Sustainability must be more from within a brand or organization rather than be a force or mandate. Sustainability has two primary objectives:
1) Following process or system of using resources in any form, that originate from sustainable resources and end up in a sustainable manner. This is more linked with the environmental aspect and how involved we are.
2) Sources planned or utilized that may not be environmentally friendly, but have the ability to reuse and recycle within our ecosystem. So that the net impact on environment in terms of disposal or wastage is bare minimum.
How inclined are clients as far as sustainability is concerned? Is there enough awareness?
In a nutshell, if you compare India and emerging economies, the former is more sustainable as compared to the carbon footprint created by developed nations. Our consumption of energy for lighting & A/C is much less. They consume more lighting as spaces are much bigger but they are bringing in mandate to cut down energy consumption. In India, many of the places are still developing. So, if you go to a Tier 3 retailer to create an eco-friendly store, it’s not his priority. The first thing is to create a landmark in the city with his store and be profitable, so store being sustainable & eco-friendly is not a top priority.
So, when it comes to the global scenario, there is a mandate & pressure of consciousness among all citizens to be sustainable. In India, being eco-friendly & stainable is superficial, a tag that differentiates you from the crowd.
In developed countries, brands are encashing this sustainability approach as everyone from millennial to older generations are respecting that effort, and ready to pay a little more. In India, awareness is increasing but the segment is very less. It’s always return on investment, and why should a retailer put in so much for a niche audience. So, it will take time, but more people will respect a brand adopting sustainable practices.
Any tips you can share on what brands/retailers need to look for making it part of their store design?

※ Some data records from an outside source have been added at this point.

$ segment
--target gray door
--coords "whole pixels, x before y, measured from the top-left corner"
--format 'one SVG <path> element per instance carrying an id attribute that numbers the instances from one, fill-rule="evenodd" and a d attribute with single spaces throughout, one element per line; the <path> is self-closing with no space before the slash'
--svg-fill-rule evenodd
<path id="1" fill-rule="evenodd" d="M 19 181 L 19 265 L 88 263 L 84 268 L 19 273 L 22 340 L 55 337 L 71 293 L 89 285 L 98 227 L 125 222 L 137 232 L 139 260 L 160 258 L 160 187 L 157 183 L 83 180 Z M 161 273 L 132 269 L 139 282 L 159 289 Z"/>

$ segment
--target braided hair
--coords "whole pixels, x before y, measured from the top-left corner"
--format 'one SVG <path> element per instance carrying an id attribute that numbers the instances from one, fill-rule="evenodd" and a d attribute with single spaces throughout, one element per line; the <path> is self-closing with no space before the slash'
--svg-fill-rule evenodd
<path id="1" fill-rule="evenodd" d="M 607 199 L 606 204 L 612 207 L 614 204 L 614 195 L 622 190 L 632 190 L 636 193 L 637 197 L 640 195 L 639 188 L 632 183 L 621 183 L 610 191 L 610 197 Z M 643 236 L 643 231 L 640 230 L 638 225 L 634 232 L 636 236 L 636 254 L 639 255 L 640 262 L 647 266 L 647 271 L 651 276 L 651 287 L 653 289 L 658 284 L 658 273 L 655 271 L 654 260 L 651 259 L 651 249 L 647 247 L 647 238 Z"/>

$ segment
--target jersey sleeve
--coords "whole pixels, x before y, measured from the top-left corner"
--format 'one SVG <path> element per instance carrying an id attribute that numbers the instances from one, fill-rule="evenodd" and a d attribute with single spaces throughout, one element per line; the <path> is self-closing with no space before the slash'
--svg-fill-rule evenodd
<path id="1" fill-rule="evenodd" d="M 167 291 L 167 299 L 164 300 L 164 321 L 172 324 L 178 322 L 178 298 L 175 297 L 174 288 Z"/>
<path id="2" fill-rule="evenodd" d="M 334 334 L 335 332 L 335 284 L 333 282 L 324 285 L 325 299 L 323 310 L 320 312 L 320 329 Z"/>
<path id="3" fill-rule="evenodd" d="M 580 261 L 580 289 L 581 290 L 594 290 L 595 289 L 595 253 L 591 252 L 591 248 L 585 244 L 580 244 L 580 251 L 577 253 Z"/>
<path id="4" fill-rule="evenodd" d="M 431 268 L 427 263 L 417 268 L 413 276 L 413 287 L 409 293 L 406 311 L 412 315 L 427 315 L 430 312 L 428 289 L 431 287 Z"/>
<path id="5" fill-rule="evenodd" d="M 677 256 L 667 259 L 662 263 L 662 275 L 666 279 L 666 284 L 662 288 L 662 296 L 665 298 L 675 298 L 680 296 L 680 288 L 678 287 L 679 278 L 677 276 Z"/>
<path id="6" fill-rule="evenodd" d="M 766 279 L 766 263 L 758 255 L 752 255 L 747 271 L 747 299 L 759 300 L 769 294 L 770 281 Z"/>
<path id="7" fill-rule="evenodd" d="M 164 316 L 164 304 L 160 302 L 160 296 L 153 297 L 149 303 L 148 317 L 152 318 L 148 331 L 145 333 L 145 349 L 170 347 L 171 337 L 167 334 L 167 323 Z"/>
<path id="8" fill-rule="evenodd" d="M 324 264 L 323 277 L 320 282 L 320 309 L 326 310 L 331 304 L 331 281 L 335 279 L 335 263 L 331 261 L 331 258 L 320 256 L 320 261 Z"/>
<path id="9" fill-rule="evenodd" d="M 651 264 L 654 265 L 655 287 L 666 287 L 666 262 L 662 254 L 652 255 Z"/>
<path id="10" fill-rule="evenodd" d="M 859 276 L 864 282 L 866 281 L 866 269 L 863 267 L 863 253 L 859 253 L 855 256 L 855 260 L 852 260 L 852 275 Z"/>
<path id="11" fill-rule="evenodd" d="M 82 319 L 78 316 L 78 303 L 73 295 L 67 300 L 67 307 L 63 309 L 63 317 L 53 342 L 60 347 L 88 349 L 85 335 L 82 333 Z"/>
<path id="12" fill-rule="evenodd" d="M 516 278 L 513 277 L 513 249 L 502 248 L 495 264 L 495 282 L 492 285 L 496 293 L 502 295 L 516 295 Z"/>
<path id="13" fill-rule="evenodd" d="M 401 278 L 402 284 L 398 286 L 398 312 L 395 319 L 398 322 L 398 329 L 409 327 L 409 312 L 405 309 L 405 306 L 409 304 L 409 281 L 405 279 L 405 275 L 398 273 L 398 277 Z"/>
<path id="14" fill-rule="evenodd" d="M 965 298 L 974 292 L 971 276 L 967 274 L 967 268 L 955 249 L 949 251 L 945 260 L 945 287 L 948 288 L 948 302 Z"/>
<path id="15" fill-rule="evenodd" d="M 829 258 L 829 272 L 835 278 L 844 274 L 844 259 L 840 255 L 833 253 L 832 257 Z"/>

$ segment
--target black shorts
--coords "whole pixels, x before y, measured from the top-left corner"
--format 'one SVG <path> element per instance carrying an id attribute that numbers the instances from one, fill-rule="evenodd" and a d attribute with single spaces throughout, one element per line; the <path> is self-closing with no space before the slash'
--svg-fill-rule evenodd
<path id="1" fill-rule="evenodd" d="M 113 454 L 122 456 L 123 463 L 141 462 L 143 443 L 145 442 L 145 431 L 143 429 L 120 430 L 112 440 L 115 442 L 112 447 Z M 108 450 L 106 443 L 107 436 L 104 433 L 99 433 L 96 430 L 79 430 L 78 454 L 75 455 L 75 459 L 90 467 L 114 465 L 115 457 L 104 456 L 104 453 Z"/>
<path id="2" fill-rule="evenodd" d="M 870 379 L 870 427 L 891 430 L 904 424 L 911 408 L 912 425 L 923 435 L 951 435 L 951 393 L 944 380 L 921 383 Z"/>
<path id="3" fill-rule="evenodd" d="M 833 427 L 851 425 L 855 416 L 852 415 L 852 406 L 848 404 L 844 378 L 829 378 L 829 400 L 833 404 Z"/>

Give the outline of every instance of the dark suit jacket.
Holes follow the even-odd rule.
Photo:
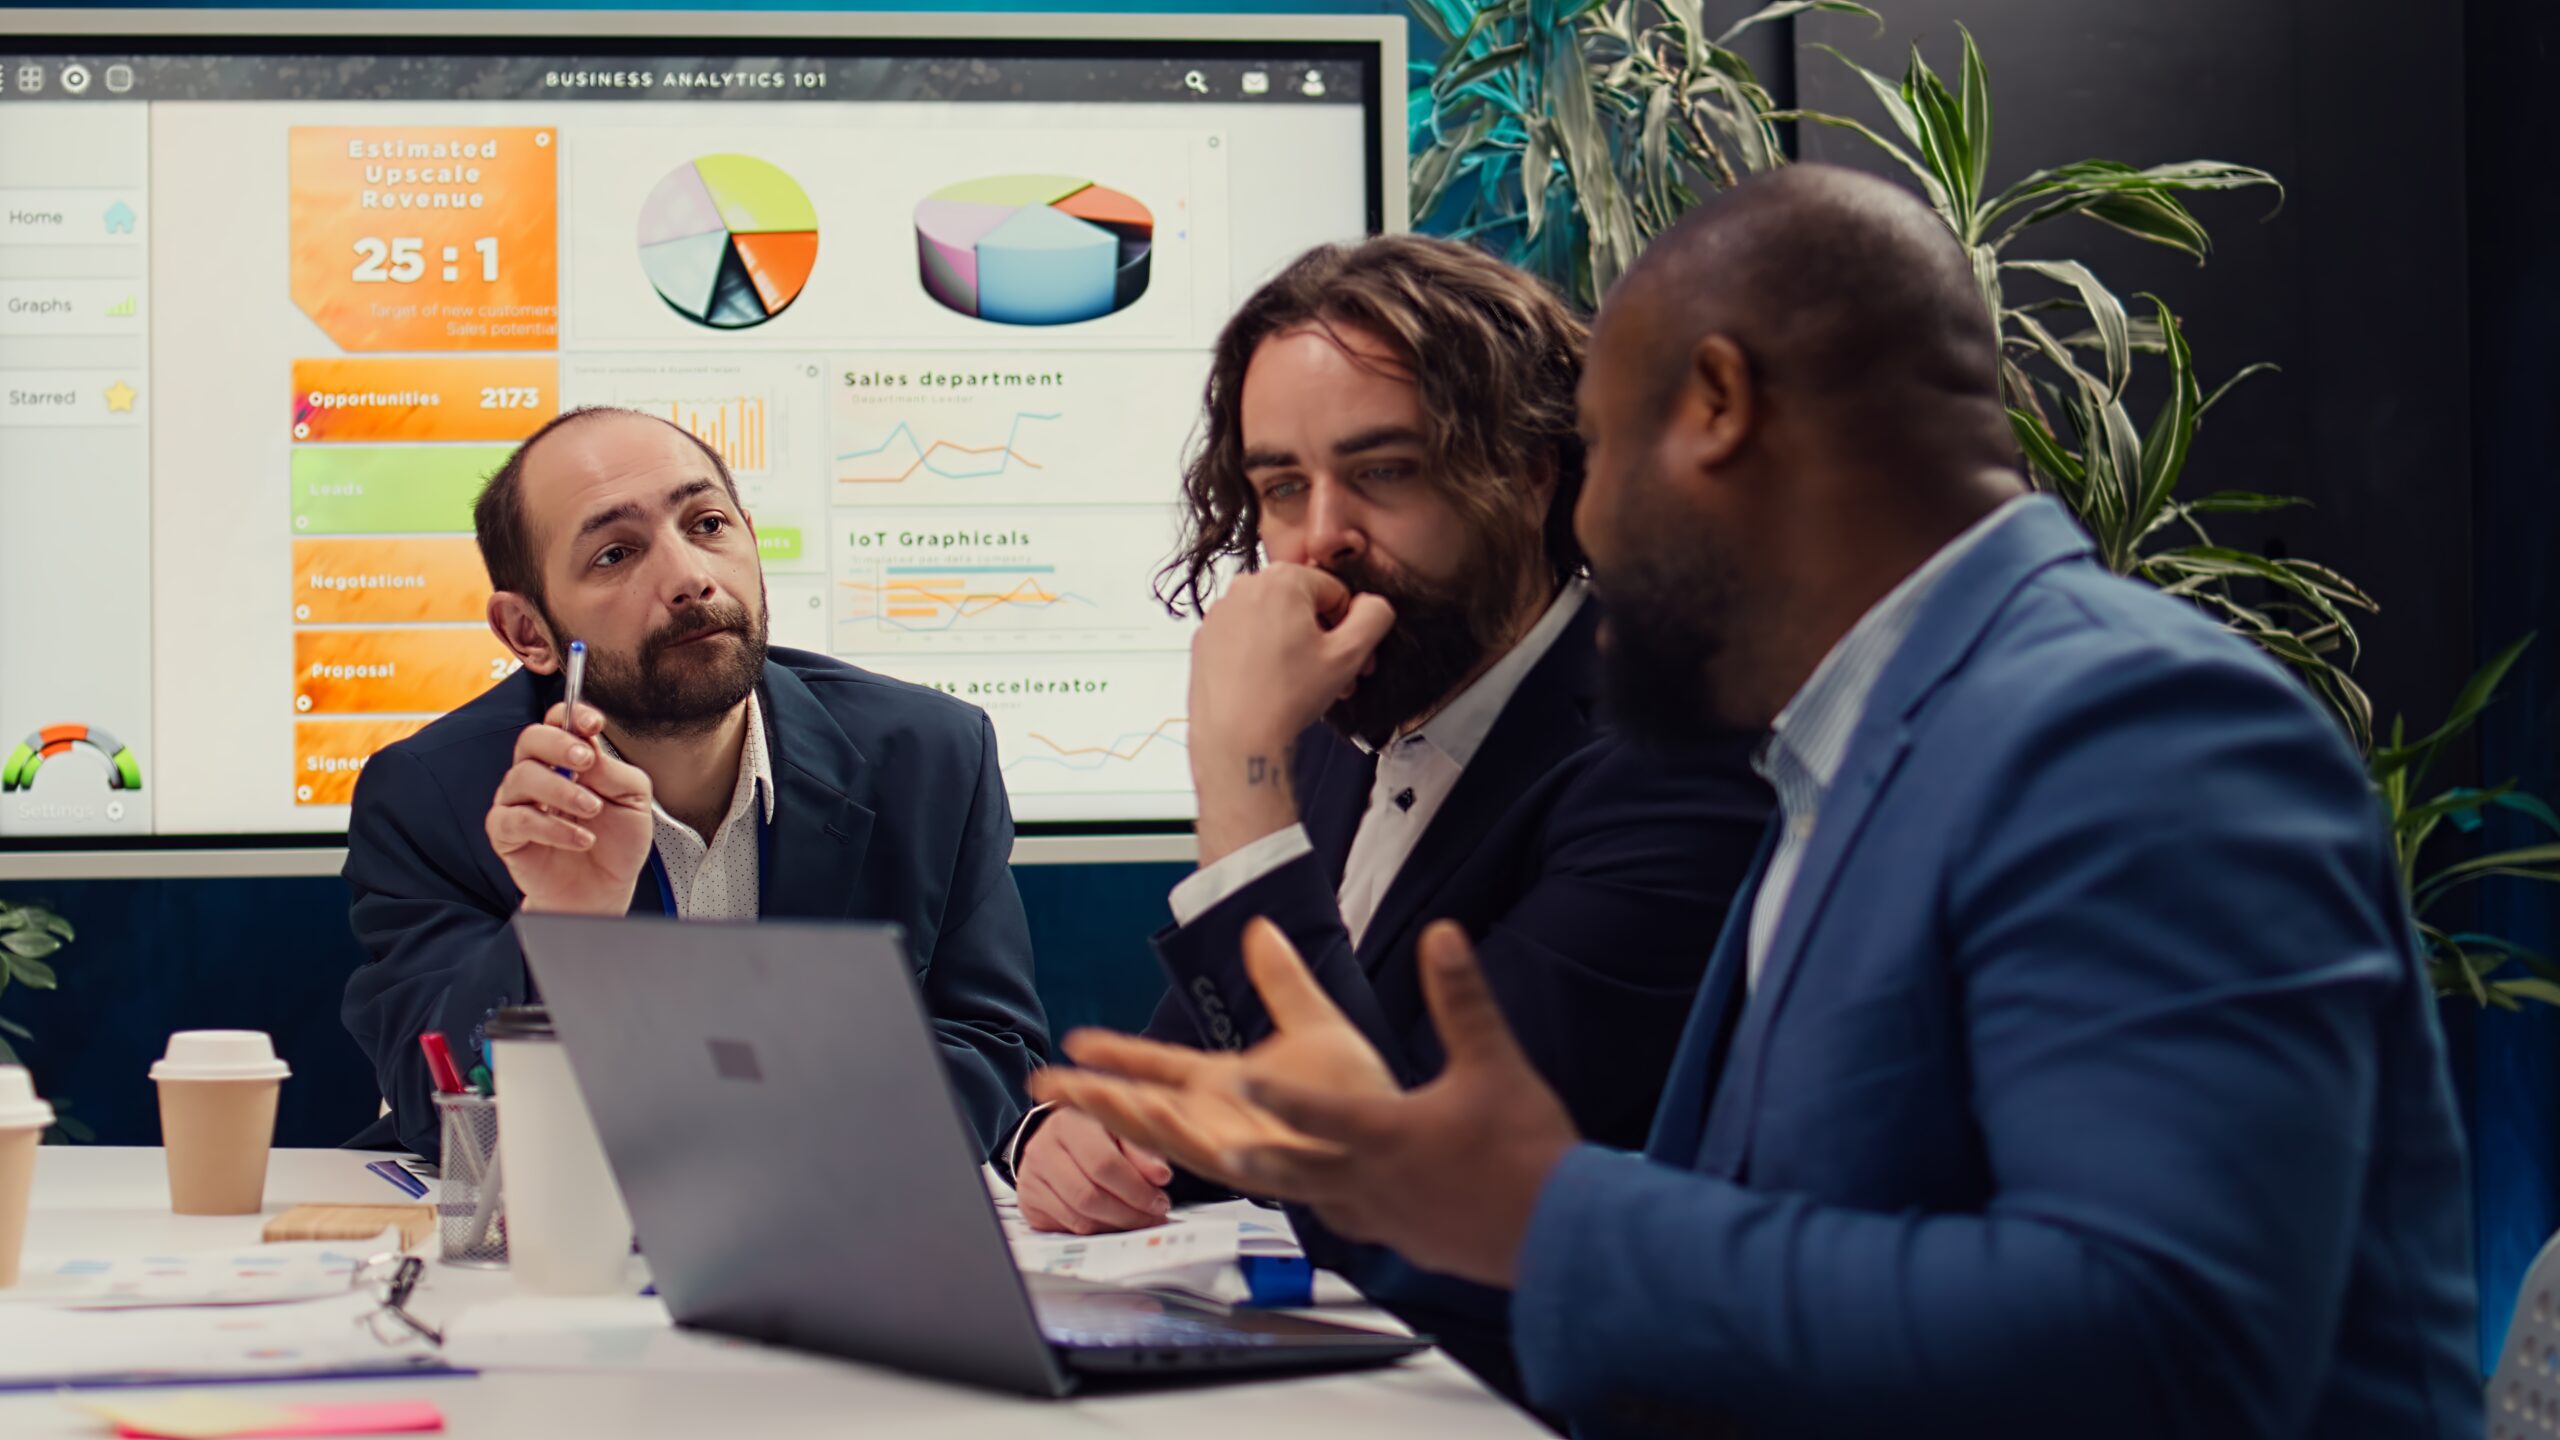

As architects and designers, it’s imperative that we see ourselves as change-makers, irrespective of a client having a mandate or not, we should put sustainable practices on the table. Identify & give him certain priority areas where sustainable practices can be applied and not just to make a project ‘green’ certified. Educating the clients of the economic, social and market benefits would help them understand our recommendations better.
Creating awareness, even if it's 40-50% sustainable, must clearly communicate the benefits. I’m sure that the client would be open to the idea once they can clearly visualize the benefits.
Minimising water consumption & material wastage, less volatile & harmful substances form heated topics of discussion these days. It clearly benefits everyone to use resources effectively with least possible environmental impact. A client needs to apply filter and opt for the appropriate methodology. We must create sustained way of designing, ordering materials and composites. It is all available, we need to choose and prioritise. Materials like paint, that come in close contact with customers and staff must be given priority. We must ensure that the store is sustainable in sourcing so that the store is sustainable in sourcing n prevent health hazards. When demands for sustainable materials will increase the cost for the same will stabilize or rationalize over time. Going sustainable doesn't mean a store must look woody or forest-like or just have landscape elements.